Dothan may finally begin using its expanded landfill soon after an almost-decade-long saga with adjacent landowners was effectively settled by an Alabama Department of Environmental Management Commission ruling Friday.
The commission rejected a hearing officer’s report filed in May recommending the disapproval of a permit modification issued by ADEM to the city of Dothan for construction and operation of its landfill expansion after hearing arguments from lawyers representing Webb Road residents, the city of Dothan and ADEM’s office of general counsel.
Ultimately, the commission unanimously supported Dothan’s legal counsel, Buddy Cox, and ADEM attorney Todd Carter’s argument that the city obeyed ADEM’s regulations regarding permit approval and “substantially complied” with analyzing and providing groundwater elevation data.
Contingent upon ADEM’s final inspections of the landfill’s new construction, City Manager Kevin Cowper said Dothan may be able start dumping at the site as soon as July.
“This will save us money because it costs more to dispose of the garbage in the private landfill than it will in our own,” Cowper said Tuesday.
The city was on track to get the landfill construction project off the ground since 2012, when it committed to purchasing 182 acres to expand the existing landfill and finally purchased it in March 2014.
Since the landfill closed due to capacity concerns in May 2014, the city has transferred its garbage to a collection point, where a contractor has carried it to a privately owned landfill in Campbellton, Florida. The cost of the contract, based on tonnage, began at between $70,000 and $80,000 per month but has approached $1 million per year recently.
The project has been derailed many times since 2014 to resident opposition and legal challenges.
Two previous permit modifications granted for the landfill expansion in 2016 and 2017 were rescinded by ADEM after residents exposed errors in the notifications provided by ADEM to adjacent landowners.
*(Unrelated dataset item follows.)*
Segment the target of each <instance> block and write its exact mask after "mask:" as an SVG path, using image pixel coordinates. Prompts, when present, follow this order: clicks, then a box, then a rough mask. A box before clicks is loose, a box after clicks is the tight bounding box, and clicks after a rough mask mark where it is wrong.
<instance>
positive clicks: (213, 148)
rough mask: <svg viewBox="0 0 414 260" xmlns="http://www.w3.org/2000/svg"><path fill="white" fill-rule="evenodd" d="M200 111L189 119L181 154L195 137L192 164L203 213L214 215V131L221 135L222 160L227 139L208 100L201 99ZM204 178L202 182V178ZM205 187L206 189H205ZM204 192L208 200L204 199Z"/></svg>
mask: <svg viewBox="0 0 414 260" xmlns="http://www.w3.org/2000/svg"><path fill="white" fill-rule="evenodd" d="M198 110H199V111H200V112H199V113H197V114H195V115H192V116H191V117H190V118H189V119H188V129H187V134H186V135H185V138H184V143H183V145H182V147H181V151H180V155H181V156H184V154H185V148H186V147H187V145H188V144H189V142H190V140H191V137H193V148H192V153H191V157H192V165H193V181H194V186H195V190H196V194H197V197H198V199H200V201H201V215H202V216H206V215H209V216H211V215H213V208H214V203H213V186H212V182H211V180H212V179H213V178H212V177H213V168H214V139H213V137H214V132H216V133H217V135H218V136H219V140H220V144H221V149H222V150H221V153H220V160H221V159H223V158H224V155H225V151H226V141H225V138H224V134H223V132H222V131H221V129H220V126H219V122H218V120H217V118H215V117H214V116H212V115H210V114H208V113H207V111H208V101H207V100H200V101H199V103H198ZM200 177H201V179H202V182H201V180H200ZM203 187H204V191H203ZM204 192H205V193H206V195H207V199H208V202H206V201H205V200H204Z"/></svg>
Before the June 12 hearing, the Dothan landfill hearing record amounted to 1,800 pages, representing 24 witnesses and more than 100 exhibits, briefs and objections.
Environmental lawyer David Ludder argued at the Friday hearing on behalf of seven clients, pleading with the commission to uphold the hearing officer’s recommendation.
His clients, all property owners near the landfill, opposed the landfill for many reasons. Among their concerns was that the landfill expansion would cause a variety of issues to them and their properties.
In a December 2017 “request for hearing to contest” filing by Ludder, landowners complained that the landfill would:
» Generate “fugitive dust” that would affect vehicles and homes.
» Produce odors that are harmful to their health.
» Attract animals like vultures and insects that have been known to carry diseases.
The current landfill expansion project, nearing completion, has cost around $6 million. It adds about 8.3 acres to the landfill, but the city has another 12.3 acres designated for two future cell expansions. The current project is expected to extend the landfill’s life by about 20 years.
The total size of the landfill after expansion will be about 522 acres.